Почему же она не решается?
Несмотря на то, что провёл я с ней всего лишь несколько часов, у меня регулярно возникало ощущение, что я знаю её очень и очень давно, хоть она о себе мне мало что поведала. И сейчас, в этом доме она была единственной, за исключением Ансельма, кому я здесь верил.
В голове быстро, как перед смертью, промелькнула вся жизнь – образы, звуки, воспоминания. Будто вырезанные из другой жизни, пронеслись события последнего года.
Мне было плевать на последствия, и на то, что я не пережить сегодняшней ночи. Но иного способа найти убийц брата я не видел. К тому же, мне не хотелось скоротать оставшийся век в одиночестве.
Я сделал свой выбор.
Собравшись с духом, я отнял ладони от лица чтобы сказать Вильгемине своё последнее слово – и замер.
Вокруг меня царила полная темнота – свечи на люстре и подсвечниках не горели, кругом был холодный осенний воздух, врывавшийся сюда через открытые высокие окна, ночной ветер легонько играл тяжёлыми шторами, а в слабом лунном свете я с трудом различал очертания комнаты. Создалось впечатление, что в ней никого и не было – кресло возле столика перед зеркалом было задвинуто, как и стулья вокруг стола, дверь, ведущая в другую комнату, как я каким-то чудом сумел разглядеть, также была закрыта. Словом, она выглядела так, будто в ней уже давным-давно никого не было, и только я, подобно вору, забрался в неё в отсутствие хозяев. Вильгемина, до сих пор стоявшая возле окна, исчезла.
Я медленно встал из кресла и посмотрел по сторонам, стараясь осмотреться в пелене окружившего меня мрака – её нигде не было.
«Но не снится же это мне, в самом деле», подумал я.
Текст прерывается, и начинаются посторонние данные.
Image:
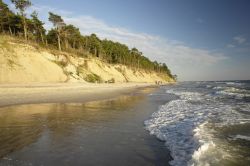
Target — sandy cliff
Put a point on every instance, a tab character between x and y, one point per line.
24	63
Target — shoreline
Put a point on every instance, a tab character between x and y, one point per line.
34	93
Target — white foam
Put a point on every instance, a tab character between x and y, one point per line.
234	83
180	123
232	91
243	137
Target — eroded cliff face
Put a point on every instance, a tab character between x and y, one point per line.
23	63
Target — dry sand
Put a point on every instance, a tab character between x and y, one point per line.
12	94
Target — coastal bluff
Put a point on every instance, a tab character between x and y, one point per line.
23	62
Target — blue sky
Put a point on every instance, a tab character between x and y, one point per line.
197	39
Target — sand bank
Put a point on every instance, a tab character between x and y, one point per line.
62	92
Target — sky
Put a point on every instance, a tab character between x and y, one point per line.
199	40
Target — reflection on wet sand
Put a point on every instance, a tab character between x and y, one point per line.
23	125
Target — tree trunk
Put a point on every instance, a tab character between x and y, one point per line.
42	37
10	31
24	27
59	42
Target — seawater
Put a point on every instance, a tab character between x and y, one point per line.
206	123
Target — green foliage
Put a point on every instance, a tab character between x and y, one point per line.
93	78
69	38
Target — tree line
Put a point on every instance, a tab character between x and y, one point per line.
68	37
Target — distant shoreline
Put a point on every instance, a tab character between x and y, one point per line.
14	94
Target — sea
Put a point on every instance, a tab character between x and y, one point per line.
204	123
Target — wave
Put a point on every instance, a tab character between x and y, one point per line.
181	124
241	137
235	92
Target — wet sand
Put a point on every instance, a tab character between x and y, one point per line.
11	94
107	132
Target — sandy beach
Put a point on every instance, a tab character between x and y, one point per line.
73	130
11	94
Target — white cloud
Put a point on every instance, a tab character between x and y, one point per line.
185	61
199	20
240	39
230	46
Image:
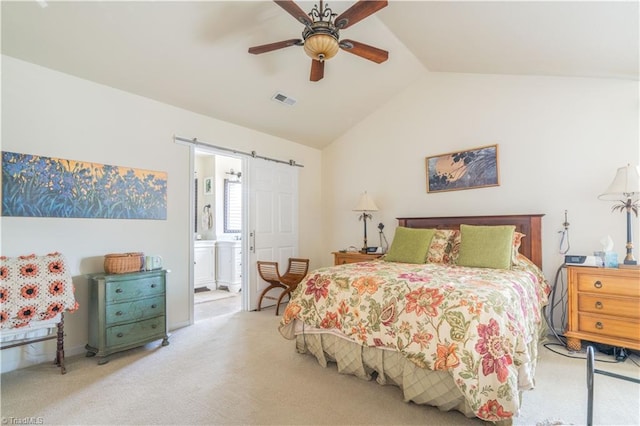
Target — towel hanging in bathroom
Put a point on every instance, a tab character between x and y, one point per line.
207	217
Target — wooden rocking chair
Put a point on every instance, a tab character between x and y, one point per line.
296	271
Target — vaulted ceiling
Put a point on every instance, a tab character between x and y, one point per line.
194	54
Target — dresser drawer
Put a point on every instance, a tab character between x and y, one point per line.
604	305
117	291
606	326
135	310
607	284
136	332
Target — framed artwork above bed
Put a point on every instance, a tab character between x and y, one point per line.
473	168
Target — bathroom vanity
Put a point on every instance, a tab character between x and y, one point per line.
229	270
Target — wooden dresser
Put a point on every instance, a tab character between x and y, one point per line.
126	311
340	258
604	307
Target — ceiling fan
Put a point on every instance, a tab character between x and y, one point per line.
321	34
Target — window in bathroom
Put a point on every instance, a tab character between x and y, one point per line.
232	206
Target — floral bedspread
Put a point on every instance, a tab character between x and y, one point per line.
480	324
34	288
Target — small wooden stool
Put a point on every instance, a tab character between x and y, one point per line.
296	271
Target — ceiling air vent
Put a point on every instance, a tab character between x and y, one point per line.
283	99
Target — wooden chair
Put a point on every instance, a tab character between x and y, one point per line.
296	271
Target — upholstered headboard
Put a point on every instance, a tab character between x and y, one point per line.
530	225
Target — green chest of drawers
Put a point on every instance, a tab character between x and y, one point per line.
126	311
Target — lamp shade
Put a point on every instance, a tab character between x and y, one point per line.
365	204
626	185
321	46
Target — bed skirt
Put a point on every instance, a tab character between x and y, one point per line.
421	386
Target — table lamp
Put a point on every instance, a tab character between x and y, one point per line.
365	205
625	188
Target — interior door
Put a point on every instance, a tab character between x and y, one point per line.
273	220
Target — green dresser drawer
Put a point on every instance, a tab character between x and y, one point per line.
117	291
126	311
136	332
135	310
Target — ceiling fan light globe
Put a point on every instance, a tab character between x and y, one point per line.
321	46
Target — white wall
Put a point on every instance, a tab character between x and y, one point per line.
560	143
48	113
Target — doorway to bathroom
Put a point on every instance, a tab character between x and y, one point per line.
217	240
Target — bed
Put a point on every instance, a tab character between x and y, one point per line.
450	330
35	291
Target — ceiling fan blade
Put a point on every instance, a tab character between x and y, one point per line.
256	50
295	11
365	51
317	70
358	12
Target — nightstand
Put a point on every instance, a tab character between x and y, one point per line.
604	307
341	258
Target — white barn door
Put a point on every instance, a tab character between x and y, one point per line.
273	221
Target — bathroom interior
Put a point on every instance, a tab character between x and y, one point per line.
218	232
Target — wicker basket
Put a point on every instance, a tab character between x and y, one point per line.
121	263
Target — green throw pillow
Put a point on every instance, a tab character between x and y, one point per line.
486	246
410	245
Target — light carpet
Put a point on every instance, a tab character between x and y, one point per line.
212	295
236	369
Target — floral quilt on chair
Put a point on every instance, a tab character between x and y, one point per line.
34	288
480	324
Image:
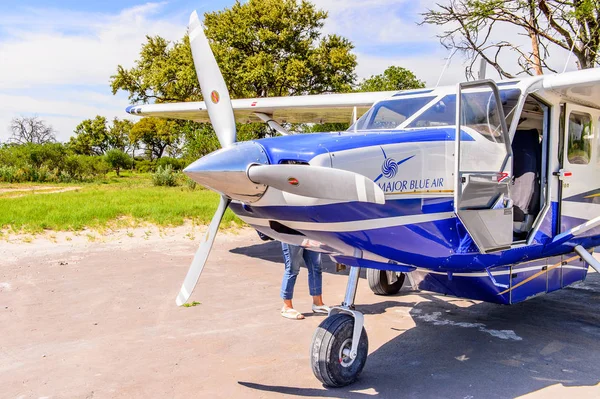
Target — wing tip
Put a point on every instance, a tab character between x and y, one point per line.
181	299
194	20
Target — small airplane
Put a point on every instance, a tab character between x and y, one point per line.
484	190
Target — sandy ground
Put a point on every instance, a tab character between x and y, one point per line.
80	318
16	192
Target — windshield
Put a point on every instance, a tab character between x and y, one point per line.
391	113
479	112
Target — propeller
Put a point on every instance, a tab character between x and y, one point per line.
218	105
213	87
318	182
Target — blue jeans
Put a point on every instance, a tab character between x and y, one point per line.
292	257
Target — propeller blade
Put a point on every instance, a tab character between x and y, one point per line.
318	182
191	279
213	87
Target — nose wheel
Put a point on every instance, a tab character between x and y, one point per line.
331	351
384	282
340	345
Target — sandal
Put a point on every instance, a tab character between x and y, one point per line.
291	314
321	309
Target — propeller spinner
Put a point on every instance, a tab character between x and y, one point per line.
241	171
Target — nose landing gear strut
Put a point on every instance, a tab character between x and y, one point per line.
340	345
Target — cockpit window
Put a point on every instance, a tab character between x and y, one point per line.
442	113
391	113
479	112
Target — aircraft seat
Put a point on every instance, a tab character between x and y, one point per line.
525	192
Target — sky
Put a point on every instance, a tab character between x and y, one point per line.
57	57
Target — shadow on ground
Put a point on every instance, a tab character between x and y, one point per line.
483	350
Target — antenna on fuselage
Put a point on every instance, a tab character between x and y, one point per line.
450	55
482	68
571	51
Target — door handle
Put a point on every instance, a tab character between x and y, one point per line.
562	174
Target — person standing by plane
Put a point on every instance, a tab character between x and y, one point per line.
293	256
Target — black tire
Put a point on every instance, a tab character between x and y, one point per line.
379	284
333	333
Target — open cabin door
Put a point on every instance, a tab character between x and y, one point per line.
483	166
577	170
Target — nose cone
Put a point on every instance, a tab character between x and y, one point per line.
224	171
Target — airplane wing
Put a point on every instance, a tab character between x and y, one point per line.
319	108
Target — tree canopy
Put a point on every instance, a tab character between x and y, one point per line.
158	135
393	78
30	130
476	27
263	47
96	137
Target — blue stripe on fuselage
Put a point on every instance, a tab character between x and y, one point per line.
304	147
346	211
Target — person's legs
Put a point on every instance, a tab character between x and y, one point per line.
315	279
289	276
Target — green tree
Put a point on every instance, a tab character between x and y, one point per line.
119	134
263	47
117	159
157	135
91	137
96	136
473	26
164	73
393	78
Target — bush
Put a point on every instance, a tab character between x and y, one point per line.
175	163
189	183
145	166
164	176
8	174
117	159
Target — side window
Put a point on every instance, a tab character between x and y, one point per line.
579	146
598	142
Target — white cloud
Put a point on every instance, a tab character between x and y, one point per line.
57	63
52	51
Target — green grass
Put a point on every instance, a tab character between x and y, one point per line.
107	203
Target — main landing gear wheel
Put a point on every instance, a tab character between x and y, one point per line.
330	351
380	283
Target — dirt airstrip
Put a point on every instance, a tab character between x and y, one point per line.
82	318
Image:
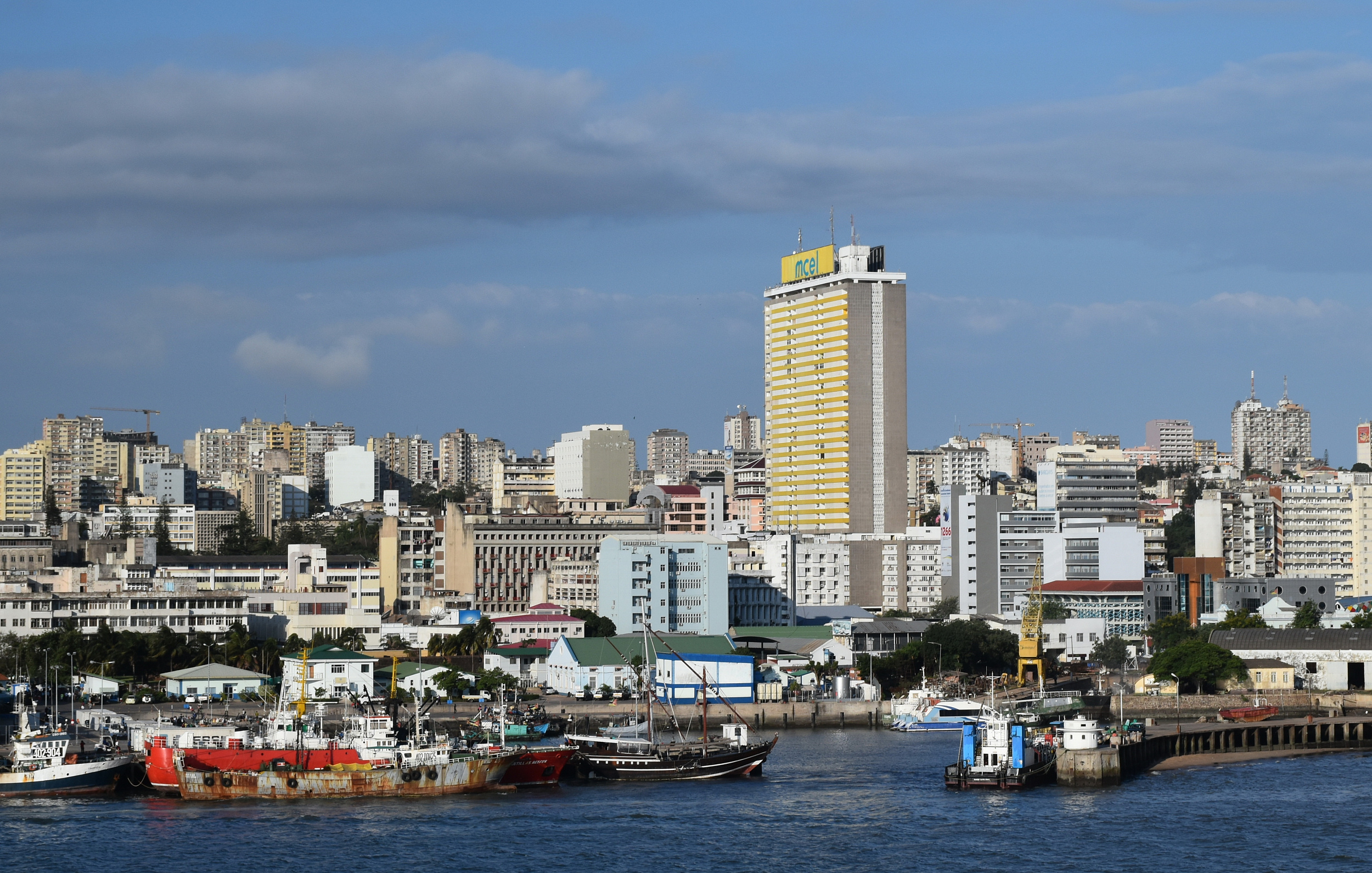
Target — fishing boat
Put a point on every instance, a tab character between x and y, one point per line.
1257	713
42	765
997	753
648	759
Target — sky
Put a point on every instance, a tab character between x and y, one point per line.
520	219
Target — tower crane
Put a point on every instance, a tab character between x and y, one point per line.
1031	629
146	412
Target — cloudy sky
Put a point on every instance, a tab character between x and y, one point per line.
520	219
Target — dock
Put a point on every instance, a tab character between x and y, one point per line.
1212	743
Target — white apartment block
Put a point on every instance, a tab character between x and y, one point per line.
1173	438
964	464
1268	437
1315	533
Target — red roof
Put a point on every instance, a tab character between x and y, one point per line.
1097	587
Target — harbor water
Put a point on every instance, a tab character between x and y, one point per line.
830	799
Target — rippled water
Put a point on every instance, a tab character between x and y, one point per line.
830	801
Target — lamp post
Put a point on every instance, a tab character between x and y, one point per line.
1179	699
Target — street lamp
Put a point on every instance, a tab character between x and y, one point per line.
1179	699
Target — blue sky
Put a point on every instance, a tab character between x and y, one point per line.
520	219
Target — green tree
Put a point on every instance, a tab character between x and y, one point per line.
1204	665
1112	652
1307	617
1171	630
1182	536
53	515
1241	618
596	625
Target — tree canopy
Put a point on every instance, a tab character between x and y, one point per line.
1307	617
596	625
1204	665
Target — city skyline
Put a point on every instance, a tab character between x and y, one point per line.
1126	217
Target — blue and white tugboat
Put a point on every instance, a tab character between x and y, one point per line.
40	765
997	753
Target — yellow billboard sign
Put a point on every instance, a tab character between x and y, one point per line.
807	264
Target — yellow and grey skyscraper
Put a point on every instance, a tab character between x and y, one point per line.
836	393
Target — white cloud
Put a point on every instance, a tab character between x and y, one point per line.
346	362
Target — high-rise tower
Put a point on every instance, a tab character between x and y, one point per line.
835	384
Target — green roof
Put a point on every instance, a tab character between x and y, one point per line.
610	650
802	632
407	669
331	652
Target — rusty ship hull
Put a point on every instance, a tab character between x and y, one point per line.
460	776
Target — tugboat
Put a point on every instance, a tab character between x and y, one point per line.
43	768
1000	754
625	758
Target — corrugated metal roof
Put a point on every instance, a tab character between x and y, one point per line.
1293	639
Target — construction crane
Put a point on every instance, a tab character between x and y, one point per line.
146	412
1020	438
1031	630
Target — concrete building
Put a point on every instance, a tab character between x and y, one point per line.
168	483
352	474
1315	532
1033	449
331	673
835	384
457	459
743	431
23	477
593	463
667	450
489	560
1173	438
679	581
1323	660
1088	482
966	466
1266	438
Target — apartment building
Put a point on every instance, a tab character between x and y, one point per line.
667	450
1315	532
1266	437
1173	438
23	475
835	384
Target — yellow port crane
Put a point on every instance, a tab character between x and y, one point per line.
1031	630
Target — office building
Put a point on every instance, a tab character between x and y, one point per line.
1266	438
1315	532
1175	441
682	579
743	431
835	384
457	459
23	475
1088	482
667	450
594	463
168	483
352	474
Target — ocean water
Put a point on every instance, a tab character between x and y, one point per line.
829	801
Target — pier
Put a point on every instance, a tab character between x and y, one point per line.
1212	743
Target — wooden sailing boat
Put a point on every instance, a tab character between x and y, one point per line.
632	758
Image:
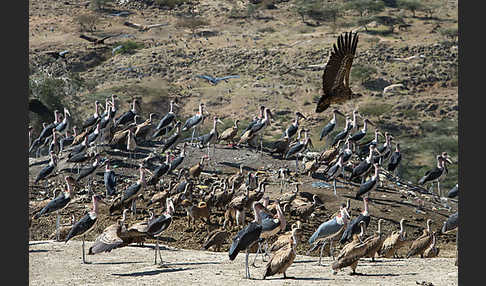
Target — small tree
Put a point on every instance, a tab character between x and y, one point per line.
87	22
366	7
99	5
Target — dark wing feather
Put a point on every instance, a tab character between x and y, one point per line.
337	69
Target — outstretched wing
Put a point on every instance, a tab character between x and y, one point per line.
227	77
206	77
336	74
157	25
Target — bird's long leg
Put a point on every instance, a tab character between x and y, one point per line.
266	251
160	254
331	249
261	144
256	254
57	225
320	253
134	207
246	264
334	187
155	251
84	259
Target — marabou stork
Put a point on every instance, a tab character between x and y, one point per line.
59	203
328	229
395	159
385	149
256	119
48	169
131	193
112	237
364	166
177	161
361	133
354	121
300	147
110	180
211	137
292	129
79	148
454	192
86	223
329	127
393	242
364	148
369	185
93	118
85	172
68	139
157	225
435	174
230	133
129	115
341	135
420	244
194	121
65	121
168	118
283	258
451	223
47	129
270	225
173	139
244	240
159	172
54	146
336	170
335	79
351	252
257	129
353	225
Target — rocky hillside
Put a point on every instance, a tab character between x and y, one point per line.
278	56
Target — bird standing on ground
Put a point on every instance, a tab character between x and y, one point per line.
86	223
194	121
328	229
168	118
230	133
393	242
282	258
48	169
420	244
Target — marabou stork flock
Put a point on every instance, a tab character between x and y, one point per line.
263	225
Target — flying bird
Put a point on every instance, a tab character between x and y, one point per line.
335	79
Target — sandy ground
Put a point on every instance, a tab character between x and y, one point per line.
56	263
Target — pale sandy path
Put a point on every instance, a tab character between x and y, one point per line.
54	263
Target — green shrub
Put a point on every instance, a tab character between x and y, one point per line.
411	5
87	22
128	47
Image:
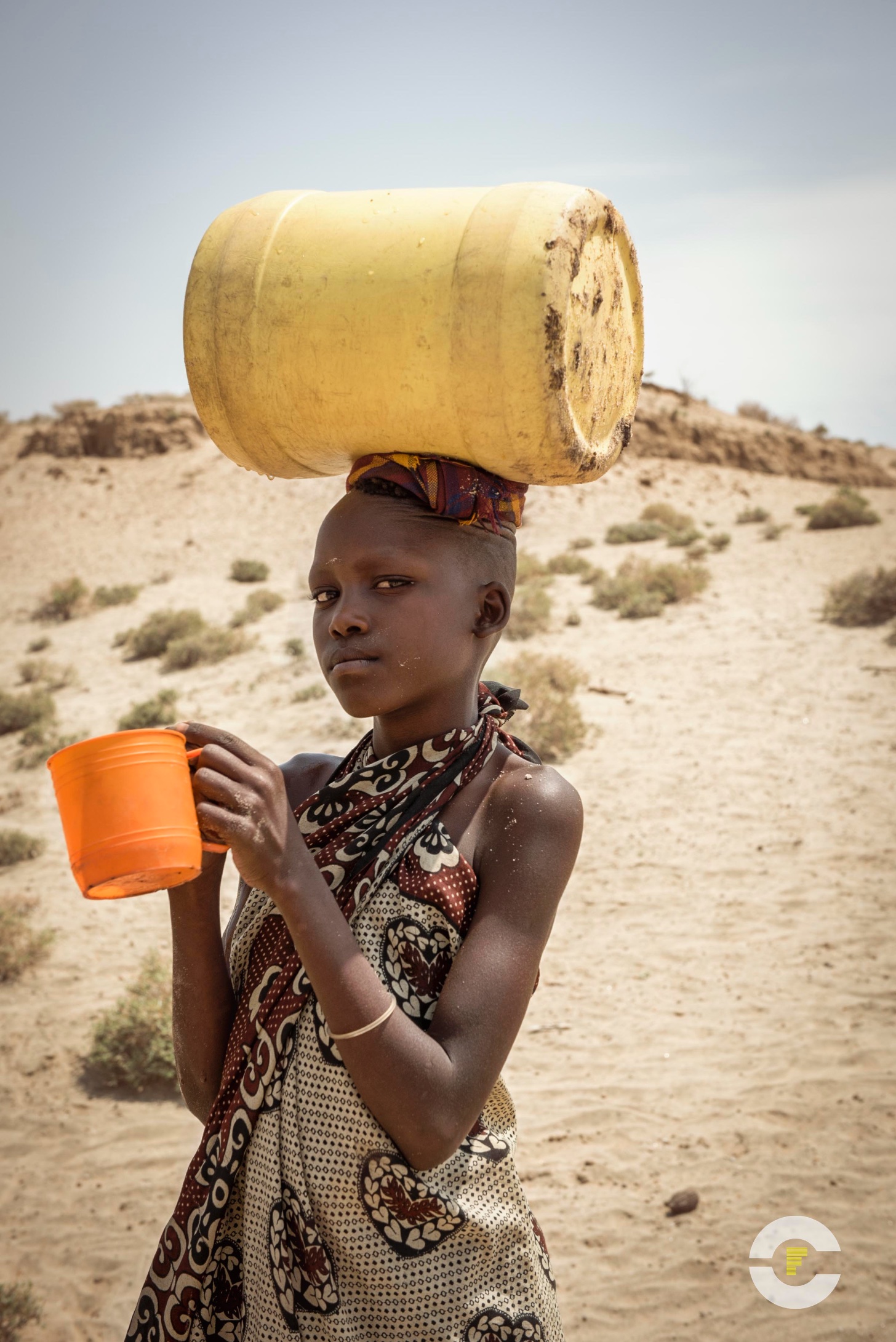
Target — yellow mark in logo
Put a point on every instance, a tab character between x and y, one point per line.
794	1259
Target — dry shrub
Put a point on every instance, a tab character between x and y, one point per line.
529	567
846	508
753	514
18	1308
862	599
569	562
28	709
159	629
530	612
17	846
39	671
132	1044
121	595
622	533
640	589
20	945
210	644
687	536
65	602
553	727
668	517
310	692
250	571
42	741
151	713
257	605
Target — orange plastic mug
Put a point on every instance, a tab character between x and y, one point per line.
128	812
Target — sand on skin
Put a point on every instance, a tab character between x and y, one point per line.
717	1000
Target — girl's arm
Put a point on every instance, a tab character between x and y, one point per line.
427	1088
203	1003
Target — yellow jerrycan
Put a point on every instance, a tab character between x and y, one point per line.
501	327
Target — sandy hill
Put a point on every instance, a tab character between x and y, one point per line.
670	425
717	1002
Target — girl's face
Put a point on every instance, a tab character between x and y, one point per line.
400	613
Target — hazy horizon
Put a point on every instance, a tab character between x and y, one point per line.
751	153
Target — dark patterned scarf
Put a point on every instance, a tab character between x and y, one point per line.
359	827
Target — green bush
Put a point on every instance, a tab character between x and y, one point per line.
152	713
250	571
569	562
668	517
862	599
846	508
159	629
640	589
530	612
628	532
132	1044
17	846
66	600
19	712
553	725
753	514
310	692
121	595
20	945
18	1308
257	605
210	644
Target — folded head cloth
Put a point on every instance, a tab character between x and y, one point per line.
451	489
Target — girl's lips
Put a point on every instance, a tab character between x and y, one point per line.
353	665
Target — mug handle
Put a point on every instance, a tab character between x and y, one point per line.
207	847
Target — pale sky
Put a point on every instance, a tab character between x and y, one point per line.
750	146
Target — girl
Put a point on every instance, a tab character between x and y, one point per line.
356	1177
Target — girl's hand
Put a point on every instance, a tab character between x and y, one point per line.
242	802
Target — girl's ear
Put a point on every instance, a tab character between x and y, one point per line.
494	610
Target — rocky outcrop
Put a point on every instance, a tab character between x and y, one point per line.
675	426
140	426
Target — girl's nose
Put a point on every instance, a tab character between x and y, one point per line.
345	621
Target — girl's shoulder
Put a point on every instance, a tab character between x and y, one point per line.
305	775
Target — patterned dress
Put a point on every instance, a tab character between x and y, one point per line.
298	1216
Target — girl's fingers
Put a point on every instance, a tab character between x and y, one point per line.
211	785
226	762
219	823
200	735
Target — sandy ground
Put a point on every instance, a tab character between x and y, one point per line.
717	1002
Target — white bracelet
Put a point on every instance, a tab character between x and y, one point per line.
353	1034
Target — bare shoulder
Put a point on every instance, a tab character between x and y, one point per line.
535	792
305	775
533	805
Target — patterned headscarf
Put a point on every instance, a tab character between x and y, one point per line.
451	489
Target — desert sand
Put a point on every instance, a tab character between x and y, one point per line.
717	1002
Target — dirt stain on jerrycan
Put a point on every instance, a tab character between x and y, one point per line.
501	327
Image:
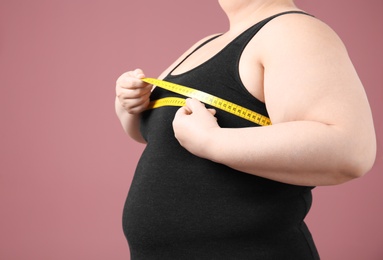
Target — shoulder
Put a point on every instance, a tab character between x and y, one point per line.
299	34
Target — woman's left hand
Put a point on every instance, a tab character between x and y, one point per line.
194	125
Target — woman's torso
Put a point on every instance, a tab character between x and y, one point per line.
183	207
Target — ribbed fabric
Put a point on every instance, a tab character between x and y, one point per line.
183	207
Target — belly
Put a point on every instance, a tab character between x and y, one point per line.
177	197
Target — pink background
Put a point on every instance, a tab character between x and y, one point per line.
65	163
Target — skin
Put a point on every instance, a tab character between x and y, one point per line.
300	68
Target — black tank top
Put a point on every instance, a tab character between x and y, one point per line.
184	207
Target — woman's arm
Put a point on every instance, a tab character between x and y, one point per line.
322	132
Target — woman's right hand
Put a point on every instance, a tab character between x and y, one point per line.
132	93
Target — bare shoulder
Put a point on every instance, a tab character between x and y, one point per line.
308	73
301	34
183	56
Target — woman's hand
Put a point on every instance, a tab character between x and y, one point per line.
132	93
193	125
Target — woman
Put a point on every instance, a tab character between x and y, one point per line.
211	185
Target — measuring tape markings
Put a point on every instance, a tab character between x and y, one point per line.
205	98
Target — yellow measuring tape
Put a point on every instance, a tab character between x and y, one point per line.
205	98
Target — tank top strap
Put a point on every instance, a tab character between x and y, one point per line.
198	47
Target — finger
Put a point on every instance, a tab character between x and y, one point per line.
139	73
182	111
212	111
194	104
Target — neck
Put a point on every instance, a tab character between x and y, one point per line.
243	13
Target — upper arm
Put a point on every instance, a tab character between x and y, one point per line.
309	75
183	56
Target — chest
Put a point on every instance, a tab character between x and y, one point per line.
247	65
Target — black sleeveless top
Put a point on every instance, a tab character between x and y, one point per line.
183	207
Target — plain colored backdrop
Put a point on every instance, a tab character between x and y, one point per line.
65	163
Со стороны ближайшего окна вновь сильно подуло ветром, который тут же начал играть моими волосами. Я всё так же медленно подошёл к окну и осторожно выглянул в него. По небу быстро бежали тучи, изредка открывая кусочек звёздного неба или обломок старой луны. Лес, что находился невдалеке, и простирался почти до самого горизонта, тихо шумел, перешёптываясь сам с собой перед наступлением полуночи. Я посмотрел вниз. Деревья в парке вторили своим шёпотом лесу, но рассмотреть что-либо внизу я даже и не пытался, настолько там было темно. Я уже собрался было отойти от окна, как вдруг я отчётливо, сквозь ночную симфонию деревьев услышал звуки скрипки. Музыка, тихая и нежная, доносилась откуда-то сверху. Переливчатые звуки были и печальными, и ободряющими, они то тонули в шуме ветра, то усиливались, перекрывая его своим призрачным звучанием. Я прикрыл глаза и вслушался в них. Кажется, ничего прекраснее в жизни мне не доводилось слышать. Разумеется, иногда доводилось бывать на концертах, и подобного рода музыку слышал не раз, но то, что я услышал тем вечером, ни шло ни в какое сравнение со слышанным мною ранее. Эта музыка проникала мне в душу и на несколько минут заставила меня забыть обо всём. Невидимые, словно сотканные из волшебства руки как будто касались каких-то струн внутри, заставляя сердце слегка вздрагивать от прикосновения, и одновременно прося довериться им, и ничего не бояться. Лёгкие и тихие волны этого волшебства, творимого неизвестным музыкантом рождали во мне крохотные искорки тепла, очаровывали меня. И тут у меня перед глазами появился образ Вильгемины, её улыбка, и её глаза.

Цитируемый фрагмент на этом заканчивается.